Results: We show that in practical situations the first-stage results can be used to adapt the trial without type I error rate inflation. We also show that there can be considerable cost gains with only a small loss in power in the case where the alternative biomarker is highly concordant with the standard one.

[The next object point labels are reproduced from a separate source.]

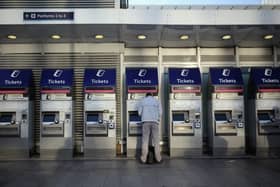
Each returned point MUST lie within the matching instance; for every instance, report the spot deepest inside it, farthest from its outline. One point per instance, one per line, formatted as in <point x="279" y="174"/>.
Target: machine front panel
<point x="97" y="123"/>
<point x="224" y="124"/>
<point x="134" y="124"/>
<point x="268" y="122"/>
<point x="9" y="125"/>
<point x="52" y="124"/>
<point x="181" y="123"/>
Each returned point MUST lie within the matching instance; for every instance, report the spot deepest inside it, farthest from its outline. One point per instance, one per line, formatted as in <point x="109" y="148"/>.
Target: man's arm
<point x="159" y="108"/>
<point x="140" y="108"/>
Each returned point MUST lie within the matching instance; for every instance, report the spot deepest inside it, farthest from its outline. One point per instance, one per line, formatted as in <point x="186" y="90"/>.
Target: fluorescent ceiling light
<point x="268" y="37"/>
<point x="99" y="36"/>
<point x="226" y="37"/>
<point x="12" y="37"/>
<point x="55" y="36"/>
<point x="184" y="37"/>
<point x="141" y="37"/>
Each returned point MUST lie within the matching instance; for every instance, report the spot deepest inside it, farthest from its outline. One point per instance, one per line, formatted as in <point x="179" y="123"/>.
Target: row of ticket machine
<point x="227" y="125"/>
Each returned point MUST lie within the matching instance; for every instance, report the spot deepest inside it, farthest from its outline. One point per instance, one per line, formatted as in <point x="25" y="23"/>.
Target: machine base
<point x="133" y="153"/>
<point x="99" y="153"/>
<point x="14" y="148"/>
<point x="13" y="154"/>
<point x="228" y="152"/>
<point x="56" y="154"/>
<point x="268" y="152"/>
<point x="185" y="153"/>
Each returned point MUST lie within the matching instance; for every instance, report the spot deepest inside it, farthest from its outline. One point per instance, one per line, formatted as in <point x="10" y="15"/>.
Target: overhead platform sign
<point x="184" y="76"/>
<point x="265" y="76"/>
<point x="57" y="78"/>
<point x="46" y="16"/>
<point x="141" y="77"/>
<point x="226" y="76"/>
<point x="100" y="77"/>
<point x="11" y="78"/>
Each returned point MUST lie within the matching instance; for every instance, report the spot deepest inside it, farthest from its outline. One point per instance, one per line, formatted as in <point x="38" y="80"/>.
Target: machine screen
<point x="49" y="118"/>
<point x="92" y="117"/>
<point x="178" y="117"/>
<point x="134" y="117"/>
<point x="6" y="118"/>
<point x="220" y="117"/>
<point x="263" y="116"/>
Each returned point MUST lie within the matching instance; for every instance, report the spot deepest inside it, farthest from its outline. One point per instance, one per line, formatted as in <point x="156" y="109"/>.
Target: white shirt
<point x="149" y="109"/>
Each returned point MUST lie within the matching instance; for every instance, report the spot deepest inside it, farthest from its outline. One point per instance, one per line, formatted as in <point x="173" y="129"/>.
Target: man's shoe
<point x="159" y="162"/>
<point x="142" y="161"/>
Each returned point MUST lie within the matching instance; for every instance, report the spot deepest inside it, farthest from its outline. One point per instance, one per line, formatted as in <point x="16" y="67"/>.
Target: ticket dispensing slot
<point x="52" y="125"/>
<point x="181" y="124"/>
<point x="96" y="125"/>
<point x="268" y="122"/>
<point x="8" y="124"/>
<point x="134" y="124"/>
<point x="224" y="124"/>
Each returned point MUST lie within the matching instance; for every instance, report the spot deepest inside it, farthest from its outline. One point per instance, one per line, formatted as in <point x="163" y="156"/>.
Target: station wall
<point x="80" y="56"/>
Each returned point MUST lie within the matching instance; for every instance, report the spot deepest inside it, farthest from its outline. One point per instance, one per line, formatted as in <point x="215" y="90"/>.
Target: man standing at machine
<point x="149" y="109"/>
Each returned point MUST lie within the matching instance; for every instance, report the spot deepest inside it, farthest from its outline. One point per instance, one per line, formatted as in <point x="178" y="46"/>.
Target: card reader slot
<point x="225" y="129"/>
<point x="10" y="131"/>
<point x="183" y="129"/>
<point x="53" y="130"/>
<point x="269" y="128"/>
<point x="135" y="129"/>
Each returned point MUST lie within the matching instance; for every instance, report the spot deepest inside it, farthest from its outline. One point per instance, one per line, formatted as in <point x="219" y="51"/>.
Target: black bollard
<point x="151" y="155"/>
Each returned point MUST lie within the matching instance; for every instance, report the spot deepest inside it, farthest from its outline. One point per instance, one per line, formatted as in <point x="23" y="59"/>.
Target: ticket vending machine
<point x="15" y="114"/>
<point x="100" y="113"/>
<point x="226" y="112"/>
<point x="56" y="127"/>
<point x="139" y="81"/>
<point x="185" y="135"/>
<point x="264" y="111"/>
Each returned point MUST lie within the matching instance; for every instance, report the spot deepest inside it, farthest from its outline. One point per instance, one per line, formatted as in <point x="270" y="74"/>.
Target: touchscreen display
<point x="178" y="117"/>
<point x="263" y="116"/>
<point x="133" y="116"/>
<point x="5" y="118"/>
<point x="49" y="118"/>
<point x="92" y="117"/>
<point x="220" y="117"/>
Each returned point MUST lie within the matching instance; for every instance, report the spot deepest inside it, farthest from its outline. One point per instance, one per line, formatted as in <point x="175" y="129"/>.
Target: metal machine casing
<point x="264" y="110"/>
<point x="139" y="81"/>
<point x="16" y="117"/>
<point x="185" y="127"/>
<point x="226" y="112"/>
<point x="56" y="123"/>
<point x="100" y="113"/>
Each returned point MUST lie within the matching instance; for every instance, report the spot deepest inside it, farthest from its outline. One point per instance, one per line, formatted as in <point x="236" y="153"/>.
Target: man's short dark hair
<point x="149" y="94"/>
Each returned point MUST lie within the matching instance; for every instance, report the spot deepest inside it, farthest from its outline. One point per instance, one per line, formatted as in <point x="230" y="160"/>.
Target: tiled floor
<point x="122" y="173"/>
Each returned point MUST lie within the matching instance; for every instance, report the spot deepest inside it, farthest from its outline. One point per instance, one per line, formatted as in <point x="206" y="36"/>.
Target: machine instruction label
<point x="100" y="77"/>
<point x="268" y="75"/>
<point x="15" y="78"/>
<point x="141" y="76"/>
<point x="184" y="76"/>
<point x="226" y="76"/>
<point x="57" y="78"/>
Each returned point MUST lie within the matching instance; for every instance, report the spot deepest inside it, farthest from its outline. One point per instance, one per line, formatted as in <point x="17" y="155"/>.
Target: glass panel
<point x="5" y="118"/>
<point x="133" y="116"/>
<point x="195" y="2"/>
<point x="92" y="117"/>
<point x="49" y="118"/>
<point x="220" y="117"/>
<point x="263" y="116"/>
<point x="178" y="117"/>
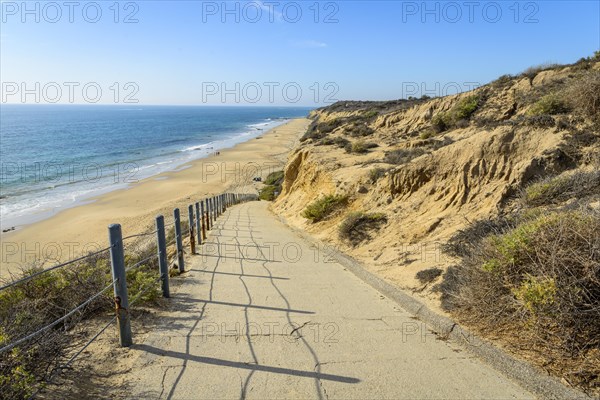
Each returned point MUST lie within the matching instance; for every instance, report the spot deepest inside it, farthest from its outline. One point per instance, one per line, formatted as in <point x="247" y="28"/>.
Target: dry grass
<point x="536" y="285"/>
<point x="357" y="227"/>
<point x="558" y="189"/>
<point x="584" y="95"/>
<point x="27" y="307"/>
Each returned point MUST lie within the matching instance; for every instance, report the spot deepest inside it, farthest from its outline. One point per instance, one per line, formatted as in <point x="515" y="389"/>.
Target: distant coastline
<point x="40" y="185"/>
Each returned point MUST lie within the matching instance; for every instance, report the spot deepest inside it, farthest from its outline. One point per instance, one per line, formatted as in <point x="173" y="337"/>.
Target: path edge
<point x="524" y="374"/>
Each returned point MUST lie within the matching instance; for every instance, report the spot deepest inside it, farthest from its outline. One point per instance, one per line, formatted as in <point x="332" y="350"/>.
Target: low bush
<point x="31" y="305"/>
<point x="324" y="207"/>
<point x="537" y="283"/>
<point x="375" y="174"/>
<point x="360" y="130"/>
<point x="558" y="189"/>
<point x="428" y="275"/>
<point x="357" y="227"/>
<point x="457" y="115"/>
<point x="274" y="178"/>
<point x="272" y="187"/>
<point x="359" y="147"/>
<point x="532" y="71"/>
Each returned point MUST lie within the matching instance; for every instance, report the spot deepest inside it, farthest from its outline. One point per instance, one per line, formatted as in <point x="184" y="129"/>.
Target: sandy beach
<point x="76" y="231"/>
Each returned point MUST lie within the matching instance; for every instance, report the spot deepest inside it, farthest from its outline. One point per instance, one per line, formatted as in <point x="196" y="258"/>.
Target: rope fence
<point x="201" y="218"/>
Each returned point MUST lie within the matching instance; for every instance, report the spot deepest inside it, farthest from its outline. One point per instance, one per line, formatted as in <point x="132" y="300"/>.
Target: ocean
<point x="56" y="156"/>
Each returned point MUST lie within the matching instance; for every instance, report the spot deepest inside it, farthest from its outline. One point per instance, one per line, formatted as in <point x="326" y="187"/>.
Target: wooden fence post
<point x="117" y="260"/>
<point x="203" y="221"/>
<point x="179" y="240"/>
<point x="163" y="266"/>
<point x="192" y="234"/>
<point x="199" y="216"/>
<point x="207" y="214"/>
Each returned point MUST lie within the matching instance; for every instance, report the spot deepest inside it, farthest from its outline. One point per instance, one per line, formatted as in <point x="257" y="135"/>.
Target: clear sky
<point x="279" y="52"/>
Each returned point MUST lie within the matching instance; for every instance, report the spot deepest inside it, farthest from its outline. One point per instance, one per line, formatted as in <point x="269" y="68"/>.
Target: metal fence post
<point x="203" y="221"/>
<point x="117" y="260"/>
<point x="192" y="235"/>
<point x="179" y="240"/>
<point x="163" y="266"/>
<point x="198" y="226"/>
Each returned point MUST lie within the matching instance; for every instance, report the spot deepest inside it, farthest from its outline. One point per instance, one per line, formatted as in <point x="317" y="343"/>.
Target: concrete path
<point x="263" y="315"/>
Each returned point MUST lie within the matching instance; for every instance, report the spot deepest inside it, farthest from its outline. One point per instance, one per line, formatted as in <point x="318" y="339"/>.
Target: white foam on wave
<point x="25" y="209"/>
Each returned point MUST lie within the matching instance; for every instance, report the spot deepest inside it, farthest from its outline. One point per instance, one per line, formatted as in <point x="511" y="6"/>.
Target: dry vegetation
<point x="30" y="306"/>
<point x="507" y="176"/>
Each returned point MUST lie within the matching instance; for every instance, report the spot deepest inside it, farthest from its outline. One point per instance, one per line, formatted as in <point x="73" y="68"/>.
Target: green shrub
<point x="358" y="147"/>
<point x="550" y="104"/>
<point x="272" y="187"/>
<point x="375" y="174"/>
<point x="267" y="193"/>
<point x="356" y="228"/>
<point x="465" y="108"/>
<point x="324" y="207"/>
<point x="441" y="122"/>
<point x="460" y="112"/>
<point x="584" y="95"/>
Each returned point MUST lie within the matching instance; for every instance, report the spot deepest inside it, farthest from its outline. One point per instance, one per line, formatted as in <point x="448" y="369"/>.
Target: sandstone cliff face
<point x="470" y="171"/>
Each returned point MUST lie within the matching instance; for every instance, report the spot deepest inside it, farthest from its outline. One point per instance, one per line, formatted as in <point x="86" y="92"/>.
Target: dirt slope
<point x="430" y="180"/>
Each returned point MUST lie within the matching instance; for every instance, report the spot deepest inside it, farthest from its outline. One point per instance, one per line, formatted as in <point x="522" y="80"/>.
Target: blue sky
<point x="193" y="52"/>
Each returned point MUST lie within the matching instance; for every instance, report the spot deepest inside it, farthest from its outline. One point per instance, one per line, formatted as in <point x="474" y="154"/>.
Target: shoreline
<point x="77" y="230"/>
<point x="86" y="191"/>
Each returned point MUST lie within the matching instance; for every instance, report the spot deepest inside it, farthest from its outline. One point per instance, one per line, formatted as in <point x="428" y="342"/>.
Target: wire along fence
<point x="40" y="311"/>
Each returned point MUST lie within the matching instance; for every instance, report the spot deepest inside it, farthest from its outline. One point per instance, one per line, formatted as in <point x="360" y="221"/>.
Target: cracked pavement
<point x="265" y="321"/>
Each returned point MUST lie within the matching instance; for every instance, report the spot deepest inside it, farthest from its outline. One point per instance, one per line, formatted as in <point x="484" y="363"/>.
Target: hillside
<point x="426" y="193"/>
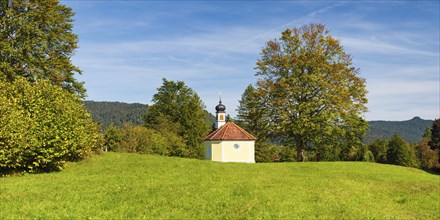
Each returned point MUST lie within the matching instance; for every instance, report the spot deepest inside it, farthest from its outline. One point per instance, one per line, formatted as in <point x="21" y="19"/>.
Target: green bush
<point x="42" y="127"/>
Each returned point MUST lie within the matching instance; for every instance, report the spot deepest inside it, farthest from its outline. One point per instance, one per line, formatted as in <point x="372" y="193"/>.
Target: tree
<point x="36" y="42"/>
<point x="311" y="91"/>
<point x="42" y="127"/>
<point x="401" y="153"/>
<point x="428" y="158"/>
<point x="434" y="143"/>
<point x="251" y="116"/>
<point x="175" y="102"/>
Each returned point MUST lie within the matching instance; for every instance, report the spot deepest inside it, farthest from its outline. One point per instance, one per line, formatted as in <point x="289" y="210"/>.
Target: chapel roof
<point x="229" y="131"/>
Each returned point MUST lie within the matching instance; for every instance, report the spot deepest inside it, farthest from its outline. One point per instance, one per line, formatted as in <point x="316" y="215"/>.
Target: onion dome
<point x="220" y="107"/>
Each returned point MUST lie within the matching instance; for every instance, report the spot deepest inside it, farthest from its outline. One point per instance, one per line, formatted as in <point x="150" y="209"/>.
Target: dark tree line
<point x="116" y="113"/>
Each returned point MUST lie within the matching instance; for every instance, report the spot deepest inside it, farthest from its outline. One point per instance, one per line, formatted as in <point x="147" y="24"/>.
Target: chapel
<point x="229" y="142"/>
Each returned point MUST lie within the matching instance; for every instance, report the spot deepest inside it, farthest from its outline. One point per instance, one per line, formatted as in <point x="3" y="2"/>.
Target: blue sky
<point x="127" y="47"/>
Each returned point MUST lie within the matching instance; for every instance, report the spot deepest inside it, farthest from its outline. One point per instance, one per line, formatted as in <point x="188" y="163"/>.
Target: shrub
<point x="42" y="127"/>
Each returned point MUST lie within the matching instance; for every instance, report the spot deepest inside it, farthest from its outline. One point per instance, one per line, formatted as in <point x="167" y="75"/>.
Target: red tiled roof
<point x="230" y="131"/>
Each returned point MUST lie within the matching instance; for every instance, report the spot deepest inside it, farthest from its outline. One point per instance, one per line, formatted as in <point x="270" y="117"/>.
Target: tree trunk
<point x="299" y="149"/>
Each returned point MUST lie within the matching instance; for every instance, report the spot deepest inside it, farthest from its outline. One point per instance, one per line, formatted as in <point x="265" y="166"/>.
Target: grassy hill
<point x="121" y="186"/>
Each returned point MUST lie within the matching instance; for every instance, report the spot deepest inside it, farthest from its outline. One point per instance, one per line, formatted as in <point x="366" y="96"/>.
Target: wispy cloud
<point x="127" y="47"/>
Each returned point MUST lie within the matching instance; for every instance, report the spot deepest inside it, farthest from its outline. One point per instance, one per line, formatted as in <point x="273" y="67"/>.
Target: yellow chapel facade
<point x="229" y="142"/>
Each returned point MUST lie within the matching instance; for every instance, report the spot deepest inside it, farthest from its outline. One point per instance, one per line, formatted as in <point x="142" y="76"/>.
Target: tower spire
<point x="220" y="113"/>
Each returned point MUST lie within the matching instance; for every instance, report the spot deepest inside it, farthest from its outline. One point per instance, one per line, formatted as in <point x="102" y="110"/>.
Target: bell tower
<point x="220" y="114"/>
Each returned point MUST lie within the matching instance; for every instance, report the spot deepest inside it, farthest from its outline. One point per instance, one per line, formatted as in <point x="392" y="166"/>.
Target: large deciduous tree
<point x="312" y="92"/>
<point x="36" y="42"/>
<point x="178" y="108"/>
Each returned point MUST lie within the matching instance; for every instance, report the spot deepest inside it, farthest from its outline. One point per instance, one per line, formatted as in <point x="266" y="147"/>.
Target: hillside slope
<point x="411" y="131"/>
<point x="132" y="186"/>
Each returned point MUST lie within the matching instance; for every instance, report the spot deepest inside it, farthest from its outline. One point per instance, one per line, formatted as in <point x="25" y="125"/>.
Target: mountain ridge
<point x="106" y="113"/>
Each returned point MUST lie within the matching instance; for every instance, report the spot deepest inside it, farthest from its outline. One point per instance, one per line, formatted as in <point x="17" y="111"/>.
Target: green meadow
<point x="121" y="186"/>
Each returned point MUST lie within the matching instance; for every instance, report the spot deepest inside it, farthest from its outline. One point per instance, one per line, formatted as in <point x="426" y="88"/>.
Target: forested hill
<point x="116" y="113"/>
<point x="411" y="131"/>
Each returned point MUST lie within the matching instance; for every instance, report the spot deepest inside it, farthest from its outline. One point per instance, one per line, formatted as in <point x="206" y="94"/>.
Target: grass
<point x="121" y="186"/>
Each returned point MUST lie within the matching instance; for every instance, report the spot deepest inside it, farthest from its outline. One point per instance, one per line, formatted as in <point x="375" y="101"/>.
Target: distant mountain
<point x="411" y="131"/>
<point x="116" y="113"/>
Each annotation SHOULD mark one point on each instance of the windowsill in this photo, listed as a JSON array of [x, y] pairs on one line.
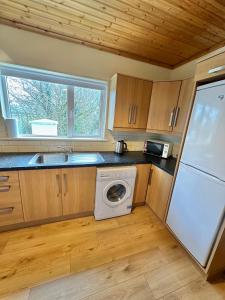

Conclusions: Adaptive designs have an important role in reducing the cost and increasing the clinical utility of trials evaluating biomarker-guided treatment strategies.

Figures

Figure 1
Figure 1
Schema of adaptive design with selection between a gold standard (biomarker 1) and cheaper alternative (biomarker 2).
Figure 2
Figure 2
Plots showing the power of the two-stage procedure to declare non-inferiority as the kappa threshold, at which biomarker 2 is selected, changes. (AH) Scenarios 1–8 in Table 1. The eight scenarios use different probabilities of an event for the four patient groups (i.e., positive/treated, positive/untreated, negative/treated, negative/untreated). These are listed in Table 1. In scenario 6, the null hypotheses are true, so the lines give the type I error rate. Curves are shown for three possible performance characteristics of biomarker.
Figure 3
Figure 3
Plots showing the expected cost of the two-stage procedure as the kappa threshold, at which biomarker 2 is selected, changes for 150 patients per arm in the first stage. The four panels assume different costs of the cheaper biomarker: (A) $1000; (B) $2000; (C) $3000; (D) $4000. The gold-standard biomarker is assumed to cost $4000. The black dashed line in the figures shows the cost of a trial that only used biomarker 1 and did not have an interim analysis.
Figure 4
Figure 4
Plots showing the power of the two-stage procedure to declare non-inferiority for a time-to-event end point as the kappa threshold, at which biomarker 2 is selected, changes. The four scenarios use different hazard rates for the four patient groups (i.e., positive/treated, positive/untreated, negative/treated, negative/untreated). These are: (A) (0.045, 0.139, 0.045, 0.045), (B) (0.045, 0.322, 0.045, 0.045), (C) (0.045, 0.072, 0.045, 0.045), (D) (0.045, 0.139, 0.045, 0.047). Power at each value of the kappa threshold is estimated from 25 000 simulated replicates.